Health Care
The Tribune carried a guest editorial this morning from Dr. Mike Dube, a local orthopedic surgeon. (I cannot locate it online; I will excerpt certain portions.) I know, respect and like Dr. Dube, so I mean no personal disrespect or affront. (In fact, I know many individuals involved in health care so, please, accept this for the discussion it is and don't be too defensive.)
But a couple points did jump out at me.
First, one of his complaints centers around utilization review. In very general terms, this is the process by which health insurers review the procedures ordered by doctors to determine whether those procedures are covered by the health insurance policy. A common inquiry is whether the procedures are medically necessary. I will agree with Dr. Dube that this is an onerous process, and detracts from the provider's ability to serve his or her patients. (In other words, there is only so much time in a day, and if a physician is on the phone wrangling with an insurance company, that is time he is not spending with his patients. This applies to many different scenarios.)
Dr. Dube then goes on to discuss the concept of "defensive medicine." He is referring to the fact that, in this age of lawsuits, physicians will take steps that are, perhaps, medically unnecessary in order to protect themselves from a lawsuit: "Physicians order many more tests than they normally would to cover all the bases in case a patient comes back at them with a lawsuit. Many times these tests have a low yield and would add little to the treatment plan."
Is there a contradiction here? If a physician orders a test that "would add little to the treatment plan," and he or she does so to protect himself or herself from a lawsuit, why should the patient's health insurer have to pay for that test? Hasn't Dr. Dube in fact offered a real justification for utilization review?
Dr. Dube also discusses the high cost of health care as being driven by the cost of the materials used by physicians. He says we need to control this: "Pharmaceuticals, medical supplies, and implants need to be controlled. Large corporations can no longer be allowed to exploit the system and reap astronomical profits at the expense of the patient. This will cause the cost of medicine to decrease."
Dr Dube eliminates from consideration the personnel costs involved in the delivery of health care with a single conclusory statement: "Physician reimbursement is not the driver of soaring costs." Is that true? I don't know.
If we proposed to cap physicians' incomes, my guess is that Dr. Dube might disagree with such a proposal. Yet his solution demonstrates a willingness to cap the income of others. He would no doubt suggest that capping physician incomes would worsen the present situation where the "best and the brightest...no longer want to practice medicine and the quality of care will suffer."

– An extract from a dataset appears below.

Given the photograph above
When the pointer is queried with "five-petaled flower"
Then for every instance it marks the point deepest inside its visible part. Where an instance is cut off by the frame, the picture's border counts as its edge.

What will capping income do in the pharmaceutical and prosthetics industry?
3 comments:
I too thought Dr. Dube's piece was a little self serving. According to him cash patients are the most efficient for him to provide services to (no third party oversight or paper work hurtles), yet unless he is different than other physicians he charges cash patients more than those with insurance. Why do doctors charge cash patients more? I would guess it is no more complicated than because they can. Does this make Dr. Dube as bad as those dastardly pharmaceutical companies he railed against?

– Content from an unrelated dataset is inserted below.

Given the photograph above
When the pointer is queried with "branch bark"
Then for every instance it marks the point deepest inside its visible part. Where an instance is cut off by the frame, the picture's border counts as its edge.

I would also venture to say that physicians shoulder some of the blame for the rising costs of medical materials. The doctors specify the materials but do not pay the bill and therefore are not highly motivated to seek out the cheapest acceptable solution. This leads to an economic disconnect and perverts the supply/demand curve wherein the consumer and the supplier are insulated from each other by a third party. The insurance company’s intervention buffers this defect by limiting the amount paid for medical supplies.

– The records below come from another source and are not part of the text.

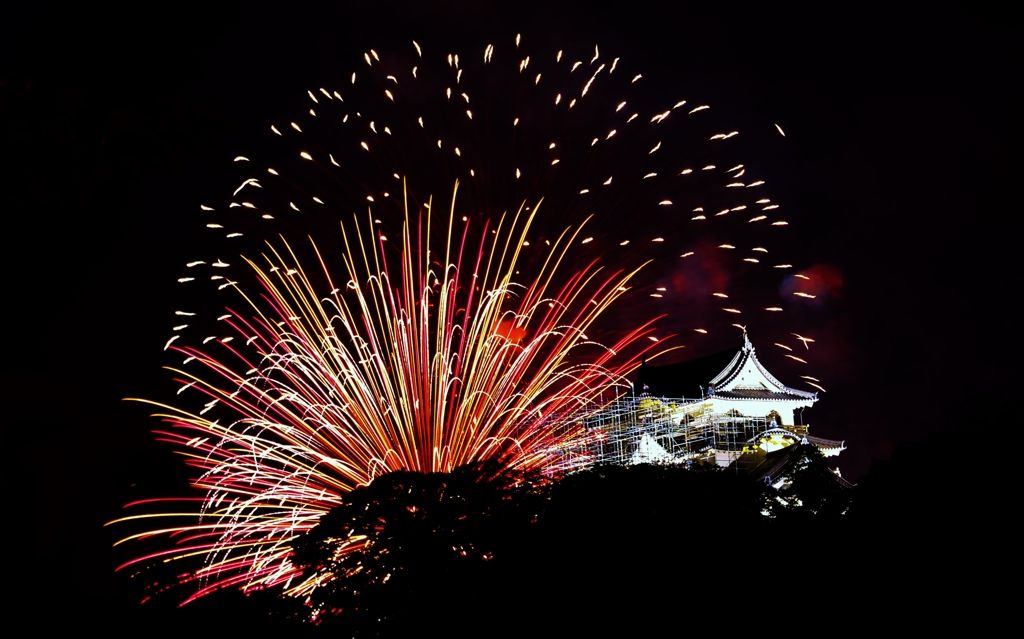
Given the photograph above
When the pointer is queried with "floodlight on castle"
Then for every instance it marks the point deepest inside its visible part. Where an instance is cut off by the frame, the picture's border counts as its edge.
(726, 410)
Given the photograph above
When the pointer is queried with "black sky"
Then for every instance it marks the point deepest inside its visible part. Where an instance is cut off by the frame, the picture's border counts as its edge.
(903, 168)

I do not fully agree with Geeguy on defensive medicine not being a factor in the medical inflation equation. Of course the insurance companies should pay for the doctors CYA as long as it is within limits. All costs of doing business are eventually paid for buy the consumer or his insurance company. This includes steps necessary to keep the lawyers at bay.
Just about every aspect of the healthcare system is wrong...the only solution is a return to TRUE fee-for-service care, with insurance only needed and used for inpatient care and catastrophic stuff.
Sadly, it won't happen in our lifetime...
The piece is self serving. The reason cash patients are charged more is that physicians and hospitals have made deals with, or are forced into, (Medicare reimbursement structure too complicated to comprehend) charge "adjustments" from the big payers, private and government insurers. The poor guy paying cash gets the "unadjusted" bill. One more reason for some "universal coverage" plan, but paying for it will have the politicians running for cover. Most health care providers would be in favor, but the Democratic party would not be able to support because universal coverage would have to include some time of tort reform, with mediation of unexpected outcomes. And guess who would be against that?